Lab 5 - SVMs

Thursday, July 15, 2010

12:46 PM

 

PURPOSE

Goal: By the end of this lab, you will understand the how to build and test with a SVM model.  

 

 

SETUP

Note these instructions are for Linux boxes only.  This has not been tested or supported on non-Linux Laptop configs. 

 

1.       Verify that SVMlab folder is installed in your local working directory.  (If not, please download it from /usr/ccrma/courses/mir2010/Toolboxes  / Utilities / SVMlab folder.) 

 

2.       Add the entire SVMlab folder (with subfolders) to your Matlab path. 

 

3.       Now, we need to reset the permissions of the files in this folder:

Open a Terminal window and cd to the directory where you placed your SVMlab folder. 

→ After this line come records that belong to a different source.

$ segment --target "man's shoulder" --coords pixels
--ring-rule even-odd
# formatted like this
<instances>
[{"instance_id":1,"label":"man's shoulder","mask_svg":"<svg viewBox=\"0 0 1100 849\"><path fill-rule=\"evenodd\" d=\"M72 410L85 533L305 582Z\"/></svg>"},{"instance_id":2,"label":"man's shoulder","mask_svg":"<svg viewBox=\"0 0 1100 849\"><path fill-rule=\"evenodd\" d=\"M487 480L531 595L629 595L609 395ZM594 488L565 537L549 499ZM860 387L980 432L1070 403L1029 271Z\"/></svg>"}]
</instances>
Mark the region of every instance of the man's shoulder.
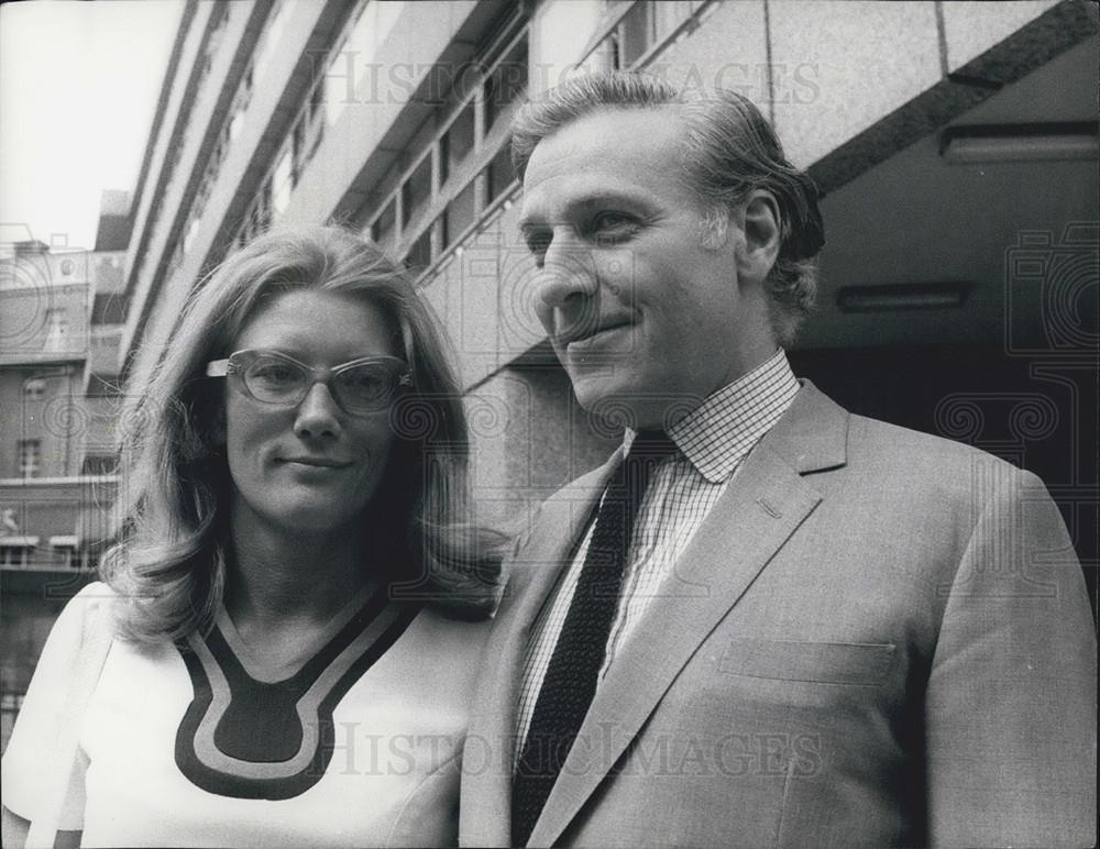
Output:
<instances>
[{"instance_id":1,"label":"man's shoulder","mask_svg":"<svg viewBox=\"0 0 1100 849\"><path fill-rule=\"evenodd\" d=\"M1012 465L976 445L858 414L850 415L848 448L857 456L886 454L899 462L934 460L964 466L975 462Z\"/></svg>"}]
</instances>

cd to the folder /Libsvm-2.86/tools/

In the Terminal, type:

chmod 755 grid.py

chmod 755 svmtrain

chmod 755 svmpredict

chmod 755 svmscale

To verify that everything worked, type in grid.py.  You should see something that says "Usage: grid.py [-log2c begin, eng] etc."

 

If you see "permission denied", then something went wrong - repeat the above process.

 

 

 

SECTION 1:  BUILDING AN SVM

FEATURE EXTRACT

Since we need data that we can assign LABELS to, feature extract a collection of instrument samples (as many features as you want).  

 

Labels in SVM format take the format of  {-1 or 1} for negative and positive examples respectively. 

 

For variety, choose instruments based on samples in:

You can choose to classify based on artists or instrument examples for files posted in:

/audio/Miscellaneous Loops Samples and SFX/Instrument Samples

 

Don't forget to scale the feature data, save the scaling coefficients so we can scale the test data to be in the same range.

 

Create a label vector using class labels  {1,-1}

 

 

A useful command for creating label vectors with "-1" is the command:

repmat (-1, size(features.frames,1) , 1 ) 

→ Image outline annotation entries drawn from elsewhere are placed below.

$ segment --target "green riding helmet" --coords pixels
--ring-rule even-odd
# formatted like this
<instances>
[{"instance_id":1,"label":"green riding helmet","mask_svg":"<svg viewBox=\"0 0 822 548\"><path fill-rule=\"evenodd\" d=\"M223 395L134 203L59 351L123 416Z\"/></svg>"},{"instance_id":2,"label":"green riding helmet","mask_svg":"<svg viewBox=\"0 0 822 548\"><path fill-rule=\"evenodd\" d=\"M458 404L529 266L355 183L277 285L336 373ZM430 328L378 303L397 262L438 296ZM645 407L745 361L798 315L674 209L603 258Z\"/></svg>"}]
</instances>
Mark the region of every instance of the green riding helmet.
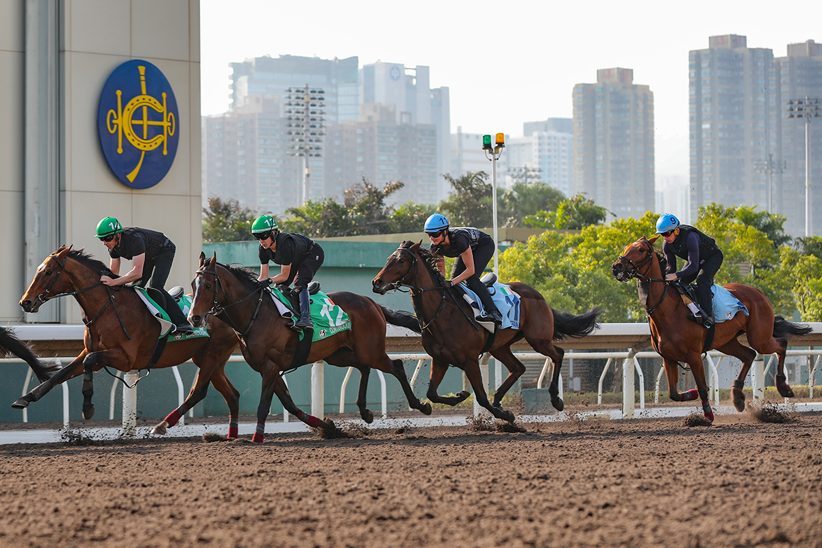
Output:
<instances>
[{"instance_id":1,"label":"green riding helmet","mask_svg":"<svg viewBox=\"0 0 822 548\"><path fill-rule=\"evenodd\" d=\"M122 225L120 224L120 221L113 217L105 217L97 223L97 233L95 234L95 237L105 237L122 232Z\"/></svg>"},{"instance_id":2,"label":"green riding helmet","mask_svg":"<svg viewBox=\"0 0 822 548\"><path fill-rule=\"evenodd\" d=\"M252 234L265 234L272 230L279 230L279 227L271 215L260 215L252 224Z\"/></svg>"}]
</instances>

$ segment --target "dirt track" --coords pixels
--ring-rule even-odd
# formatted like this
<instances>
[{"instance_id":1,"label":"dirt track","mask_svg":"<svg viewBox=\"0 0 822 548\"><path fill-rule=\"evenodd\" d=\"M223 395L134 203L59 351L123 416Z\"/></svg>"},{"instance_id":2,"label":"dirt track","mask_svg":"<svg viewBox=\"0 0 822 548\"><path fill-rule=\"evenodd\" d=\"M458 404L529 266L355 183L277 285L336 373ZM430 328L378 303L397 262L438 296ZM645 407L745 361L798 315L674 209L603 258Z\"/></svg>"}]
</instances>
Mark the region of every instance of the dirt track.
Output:
<instances>
[{"instance_id":1,"label":"dirt track","mask_svg":"<svg viewBox=\"0 0 822 548\"><path fill-rule=\"evenodd\" d=\"M822 415L0 446L0 546L822 547Z\"/></svg>"}]
</instances>

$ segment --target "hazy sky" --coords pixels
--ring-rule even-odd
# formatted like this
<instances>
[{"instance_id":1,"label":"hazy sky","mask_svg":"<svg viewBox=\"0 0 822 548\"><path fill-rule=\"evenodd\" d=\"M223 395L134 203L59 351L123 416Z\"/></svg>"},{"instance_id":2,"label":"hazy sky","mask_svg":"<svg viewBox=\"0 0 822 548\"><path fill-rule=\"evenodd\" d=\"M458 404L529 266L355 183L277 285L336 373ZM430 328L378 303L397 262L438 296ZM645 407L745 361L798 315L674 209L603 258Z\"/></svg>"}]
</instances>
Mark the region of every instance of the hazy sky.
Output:
<instances>
[{"instance_id":1,"label":"hazy sky","mask_svg":"<svg viewBox=\"0 0 822 548\"><path fill-rule=\"evenodd\" d=\"M820 21L808 0L201 0L202 113L228 109L230 62L356 55L430 67L431 86L450 88L452 131L518 136L524 122L570 117L575 84L622 67L653 92L658 177L687 177L688 51L737 34L783 57L822 42Z\"/></svg>"}]
</instances>

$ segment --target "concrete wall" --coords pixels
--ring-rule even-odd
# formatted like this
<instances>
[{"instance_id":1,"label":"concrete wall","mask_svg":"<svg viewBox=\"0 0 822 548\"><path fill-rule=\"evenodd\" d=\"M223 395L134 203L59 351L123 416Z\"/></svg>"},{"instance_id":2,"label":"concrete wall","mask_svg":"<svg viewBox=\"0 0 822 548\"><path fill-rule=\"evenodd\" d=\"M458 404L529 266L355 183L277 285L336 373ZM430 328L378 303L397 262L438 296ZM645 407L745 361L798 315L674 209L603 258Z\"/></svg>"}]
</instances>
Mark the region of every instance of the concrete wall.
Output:
<instances>
[{"instance_id":1,"label":"concrete wall","mask_svg":"<svg viewBox=\"0 0 822 548\"><path fill-rule=\"evenodd\" d=\"M17 321L23 279L25 0L0 2L0 320ZM177 245L169 285L187 285L202 242L200 149L199 0L61 0L59 38L60 243L85 247L108 261L94 237L97 221L117 217L125 226L166 233ZM174 90L179 108L177 154L155 187L134 190L106 163L97 135L100 92L111 72L131 59L157 66ZM44 259L45 257L43 257ZM123 264L122 272L131 267ZM73 300L62 304L62 322L80 323Z\"/></svg>"}]
</instances>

% This command generates a vector repeating the number -1 many, many, many times...

 

 

SECTION 2:  USING AN SVM

Find the best parameters (C and gamma)

EXPORT DATA

We are using an external program (a python script) to run a grid search and look for the best values of C and gamma.  To export your data so that libSVM can read it, I've created a helper function.

mat2libSVMFormat.m

 

mat2libSVMFormat(data,label,filename)

 

For example:

mat2libSVMFormat(features , labels,'~/Matlab/libsvm-2.86/tools/myData.txt')

 

This file needs to be saved in the save directory as the libSVM tools (grid.py etc) are located.

 

Open up the file to see the particular format that libSVM prefers - and also to verify that the data was written out correctly. 

 

GRID SEARCH

Now that the data has been exported from Matlab, open a Terminal window. 

 

In the Terminal, type:

> grid.py myData.txt

 

You'll see the following sample text output to the screen...

[...]

[local] 13 -13 61.9048  (best c=512.0, g=0.001953125, rate=66.6667)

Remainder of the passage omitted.